Low-skilled British youth have more difficulty to enter the labour market more than any other Western country, an OECD report that was released this week revealed. The report, OECD Skills Outlook, an annual survey measuring skills and employability of the youth highlighted that young Britons who are not in education, employment or training (NEETs) struggle with literacy and numeracy skills.  The literacy gap between the NEETs and employed youth in Britain (12.6 percent) was around double the OECD average (6.5 percent) whereas in some countries like Korea this figure was as low as 1.2 percent.

“Addressing this issue is not only a moral imperative, but also an economic necessity,” said Angel Gurría, said OECD Secretary-General, who launched this report in Berlin.

“Too many young people leave education without having acquired the right skills and, even those who do, are prevented from putting them to productive use.
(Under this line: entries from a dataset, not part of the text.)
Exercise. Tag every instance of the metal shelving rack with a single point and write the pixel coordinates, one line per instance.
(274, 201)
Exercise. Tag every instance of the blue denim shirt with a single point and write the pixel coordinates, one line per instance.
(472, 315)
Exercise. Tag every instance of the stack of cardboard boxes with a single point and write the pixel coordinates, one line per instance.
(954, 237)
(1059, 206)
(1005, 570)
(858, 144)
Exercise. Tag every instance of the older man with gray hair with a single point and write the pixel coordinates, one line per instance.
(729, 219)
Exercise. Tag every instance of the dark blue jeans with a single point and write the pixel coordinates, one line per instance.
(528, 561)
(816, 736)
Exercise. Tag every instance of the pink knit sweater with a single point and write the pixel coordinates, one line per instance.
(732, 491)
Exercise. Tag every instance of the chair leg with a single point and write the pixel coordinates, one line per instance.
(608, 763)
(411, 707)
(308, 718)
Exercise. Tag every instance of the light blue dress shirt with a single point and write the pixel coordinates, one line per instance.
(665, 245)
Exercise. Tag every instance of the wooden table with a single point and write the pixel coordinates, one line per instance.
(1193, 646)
These young people often face a difficult future and need all our support,” he added.

The report suggested British government to step up and “concentrate on helping the NEETs to re-engage with education or the labour market.”

Last week, office of National Statistics announced that the number of the young people out of education, employment or training is at its lowest in the last 10 years.
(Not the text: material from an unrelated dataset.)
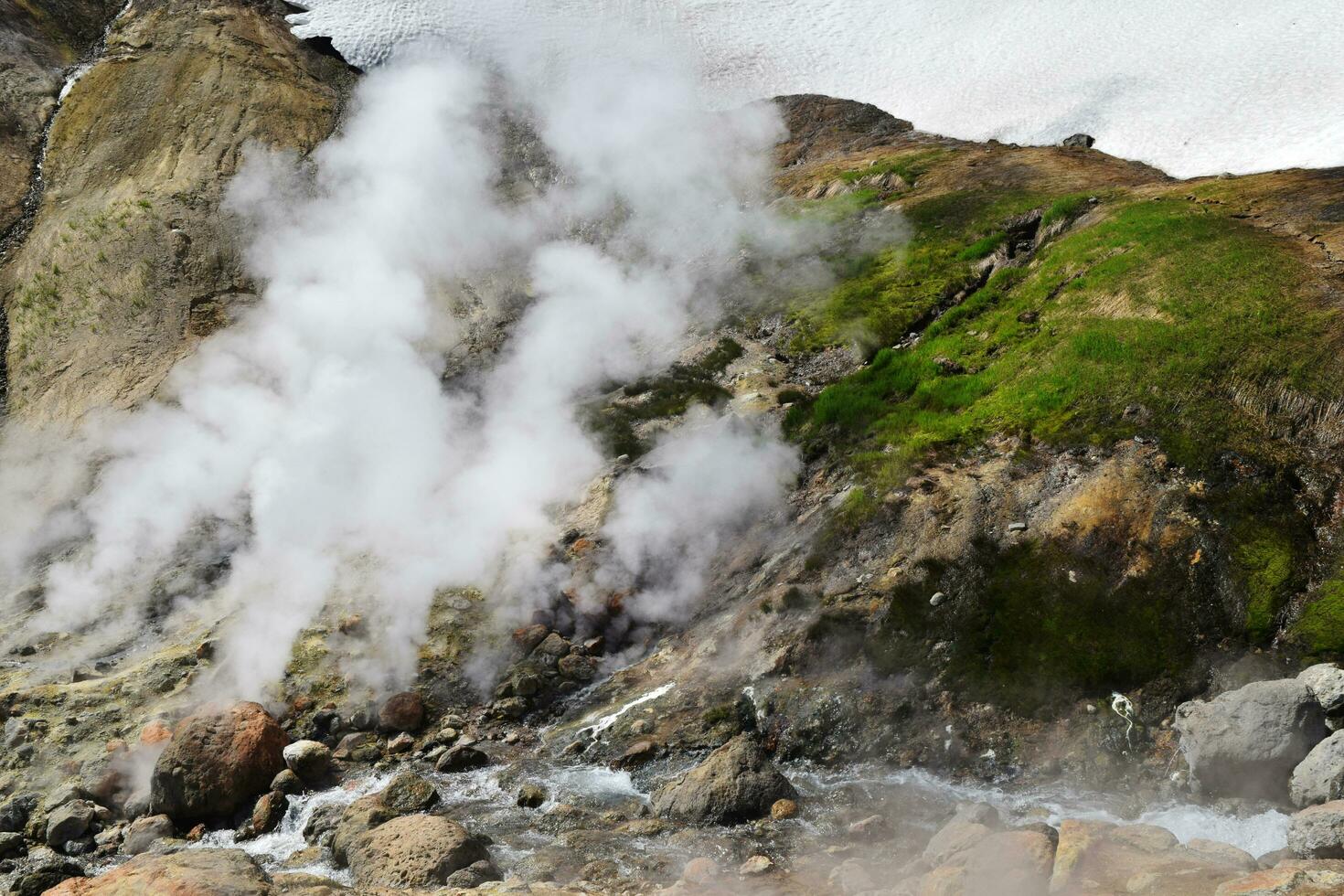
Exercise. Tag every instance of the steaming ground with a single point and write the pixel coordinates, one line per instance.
(1192, 88)
(311, 453)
However one in eight people aged between 16 and 24 still classify as NEET.

According to Amy Lalla, director of Let Me Play, an organisation running educational programmes for deprived youth and NEETs, key to bridge the skill gap is to understand that some young people have different needs and to intervene early.

“Not having adequate numeracy and literacy skills directly locks many young people out of labour market.
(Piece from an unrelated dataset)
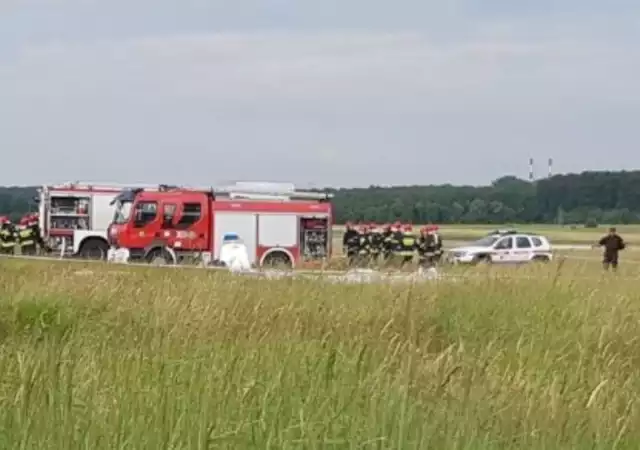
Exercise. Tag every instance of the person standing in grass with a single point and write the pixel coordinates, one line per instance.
(612, 244)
Many of these people didn’t get along with traditional school on the first place, and not having these skills disengage them even further,” she told Blasting News.

The newest findings indeed reveal that 56 percent of the NEETs consider themselves as “inactive”, as they reported that they are not seeking for employment.

“We should not wait until young people become NEETs to intervene.

If we are to intervene early, there are easy-wins to be made,” Lalla added.

Similarly, "Policies should focus on helping the NEETs, including those who have become disengaged, to renew with education or integrate into the labour market," OECD Skills Outlook 2015 noted.

Youth unemployment and underemployment has long-lasting consequences on both individual and country levels, as one recent study found that one in six NEETs die within 10 years of leaving the school.

Hence, the report highlighted that youth unemployment must be tackled with a holistic approach. It called education organisations, the labour market, tax and social institutions, employer and employee organisations, and parents and young people themselves to incorporate flexible and responsible solutions for youth unemployment.